Das Landesmuseum widmet sich als Hauptstandort Neros Leben, seiner Herrschaft und den Folgen. Das Stadtmuseum Simeonstift zeigt Darstellungen Neros vom frühesten Mittelalter bis zum Nero-Bild jüngerer Zeit in Fotografien, Filmen und Opern. „Kaum ein Herrscher der Antike hat Künstler über Jahrhunderte derart inspiriert“, sagt Direktorin Elisabeth Dühr.

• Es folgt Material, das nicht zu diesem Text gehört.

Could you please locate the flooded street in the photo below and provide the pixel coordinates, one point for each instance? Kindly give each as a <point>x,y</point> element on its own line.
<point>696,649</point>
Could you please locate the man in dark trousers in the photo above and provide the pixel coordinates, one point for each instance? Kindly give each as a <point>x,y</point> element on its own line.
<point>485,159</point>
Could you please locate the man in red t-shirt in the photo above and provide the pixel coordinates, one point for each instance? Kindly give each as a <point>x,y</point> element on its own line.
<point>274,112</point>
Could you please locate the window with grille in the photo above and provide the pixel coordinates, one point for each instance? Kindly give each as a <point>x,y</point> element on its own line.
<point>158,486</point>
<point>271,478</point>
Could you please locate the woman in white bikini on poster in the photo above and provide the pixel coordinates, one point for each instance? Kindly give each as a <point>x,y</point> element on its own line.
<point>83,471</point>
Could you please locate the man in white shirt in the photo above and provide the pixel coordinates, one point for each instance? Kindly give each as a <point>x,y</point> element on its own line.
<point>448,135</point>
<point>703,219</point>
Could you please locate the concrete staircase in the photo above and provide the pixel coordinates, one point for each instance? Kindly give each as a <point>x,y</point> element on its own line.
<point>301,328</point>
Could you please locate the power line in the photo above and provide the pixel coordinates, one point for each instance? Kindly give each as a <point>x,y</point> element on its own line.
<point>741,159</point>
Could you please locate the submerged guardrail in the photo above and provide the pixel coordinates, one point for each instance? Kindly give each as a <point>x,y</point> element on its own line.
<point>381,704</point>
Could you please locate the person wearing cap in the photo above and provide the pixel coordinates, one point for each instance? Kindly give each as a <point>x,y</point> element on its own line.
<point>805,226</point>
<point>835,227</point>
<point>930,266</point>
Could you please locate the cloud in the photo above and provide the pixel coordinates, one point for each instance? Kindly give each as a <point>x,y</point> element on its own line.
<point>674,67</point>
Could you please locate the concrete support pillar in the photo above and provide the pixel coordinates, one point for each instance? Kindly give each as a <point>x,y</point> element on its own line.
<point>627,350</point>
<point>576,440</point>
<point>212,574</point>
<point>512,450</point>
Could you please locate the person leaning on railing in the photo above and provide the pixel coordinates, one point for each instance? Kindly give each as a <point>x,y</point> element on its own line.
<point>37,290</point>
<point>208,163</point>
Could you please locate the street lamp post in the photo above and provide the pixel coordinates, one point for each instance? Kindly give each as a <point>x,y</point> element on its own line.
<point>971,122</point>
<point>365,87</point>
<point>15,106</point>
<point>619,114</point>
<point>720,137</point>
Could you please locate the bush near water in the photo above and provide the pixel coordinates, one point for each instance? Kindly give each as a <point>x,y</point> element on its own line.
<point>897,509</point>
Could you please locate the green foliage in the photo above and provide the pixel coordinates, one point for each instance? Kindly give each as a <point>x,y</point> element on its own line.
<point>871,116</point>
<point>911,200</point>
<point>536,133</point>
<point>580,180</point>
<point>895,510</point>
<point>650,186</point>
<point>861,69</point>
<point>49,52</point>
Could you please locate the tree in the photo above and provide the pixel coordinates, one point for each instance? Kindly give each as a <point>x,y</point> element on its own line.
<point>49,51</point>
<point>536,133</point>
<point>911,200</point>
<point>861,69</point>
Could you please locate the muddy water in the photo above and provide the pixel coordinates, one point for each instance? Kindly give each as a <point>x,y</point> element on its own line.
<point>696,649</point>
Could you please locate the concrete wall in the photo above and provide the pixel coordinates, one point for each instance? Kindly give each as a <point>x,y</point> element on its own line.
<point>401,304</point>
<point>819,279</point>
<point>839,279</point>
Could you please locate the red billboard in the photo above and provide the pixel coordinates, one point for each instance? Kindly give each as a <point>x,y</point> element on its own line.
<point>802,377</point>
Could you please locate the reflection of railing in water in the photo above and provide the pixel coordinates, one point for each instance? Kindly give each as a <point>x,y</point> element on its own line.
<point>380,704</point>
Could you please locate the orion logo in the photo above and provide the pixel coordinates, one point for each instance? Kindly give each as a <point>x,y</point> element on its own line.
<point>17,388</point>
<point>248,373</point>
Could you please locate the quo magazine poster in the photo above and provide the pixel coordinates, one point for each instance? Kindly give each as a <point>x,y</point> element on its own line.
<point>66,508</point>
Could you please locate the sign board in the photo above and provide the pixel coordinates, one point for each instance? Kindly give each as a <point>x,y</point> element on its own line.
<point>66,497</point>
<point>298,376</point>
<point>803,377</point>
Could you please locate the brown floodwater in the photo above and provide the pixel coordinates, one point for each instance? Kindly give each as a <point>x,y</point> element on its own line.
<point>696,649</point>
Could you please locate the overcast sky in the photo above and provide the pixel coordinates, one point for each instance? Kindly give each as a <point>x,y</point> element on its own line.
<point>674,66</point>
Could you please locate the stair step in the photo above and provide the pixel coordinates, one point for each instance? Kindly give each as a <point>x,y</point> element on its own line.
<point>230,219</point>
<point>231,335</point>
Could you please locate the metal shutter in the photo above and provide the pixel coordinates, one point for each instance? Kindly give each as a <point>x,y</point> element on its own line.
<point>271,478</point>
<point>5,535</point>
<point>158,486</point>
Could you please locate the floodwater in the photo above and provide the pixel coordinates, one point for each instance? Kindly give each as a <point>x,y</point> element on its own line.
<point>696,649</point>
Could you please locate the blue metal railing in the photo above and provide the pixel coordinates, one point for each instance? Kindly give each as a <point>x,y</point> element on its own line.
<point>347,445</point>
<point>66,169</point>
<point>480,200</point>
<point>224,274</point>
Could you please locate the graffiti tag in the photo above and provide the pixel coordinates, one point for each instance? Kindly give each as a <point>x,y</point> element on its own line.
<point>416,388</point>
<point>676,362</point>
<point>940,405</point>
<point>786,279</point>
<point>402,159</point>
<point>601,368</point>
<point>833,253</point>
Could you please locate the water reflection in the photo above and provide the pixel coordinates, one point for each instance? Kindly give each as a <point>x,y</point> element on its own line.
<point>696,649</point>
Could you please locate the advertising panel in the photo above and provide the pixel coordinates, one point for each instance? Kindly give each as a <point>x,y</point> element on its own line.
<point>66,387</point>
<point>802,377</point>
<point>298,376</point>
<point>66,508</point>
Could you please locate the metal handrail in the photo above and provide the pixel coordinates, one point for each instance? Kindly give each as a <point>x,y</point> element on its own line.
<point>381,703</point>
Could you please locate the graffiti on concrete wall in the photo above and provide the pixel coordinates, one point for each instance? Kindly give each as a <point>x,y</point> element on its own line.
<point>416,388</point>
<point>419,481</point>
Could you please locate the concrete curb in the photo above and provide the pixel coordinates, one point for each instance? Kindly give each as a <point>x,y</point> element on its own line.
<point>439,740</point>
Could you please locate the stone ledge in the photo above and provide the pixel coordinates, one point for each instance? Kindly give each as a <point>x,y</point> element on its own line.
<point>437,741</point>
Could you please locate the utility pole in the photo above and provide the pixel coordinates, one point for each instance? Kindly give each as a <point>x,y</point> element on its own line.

Dass Nero heute noch so bekannt sei, verdanke er auch Hollywood, sagt sie. Denn es sei „Quo Vadis“ (1951) von Mervyn LeRoy gewesen, der basierend auf dem Roman von Henryk Sienkiewicz Kaiser Nero (Peter Ustinov) ein filmisches Denkmal setzte. Im Museum am Dom steht Neros Verhältnis zu den Christen mitsamt deren Verfolgung im Fokus.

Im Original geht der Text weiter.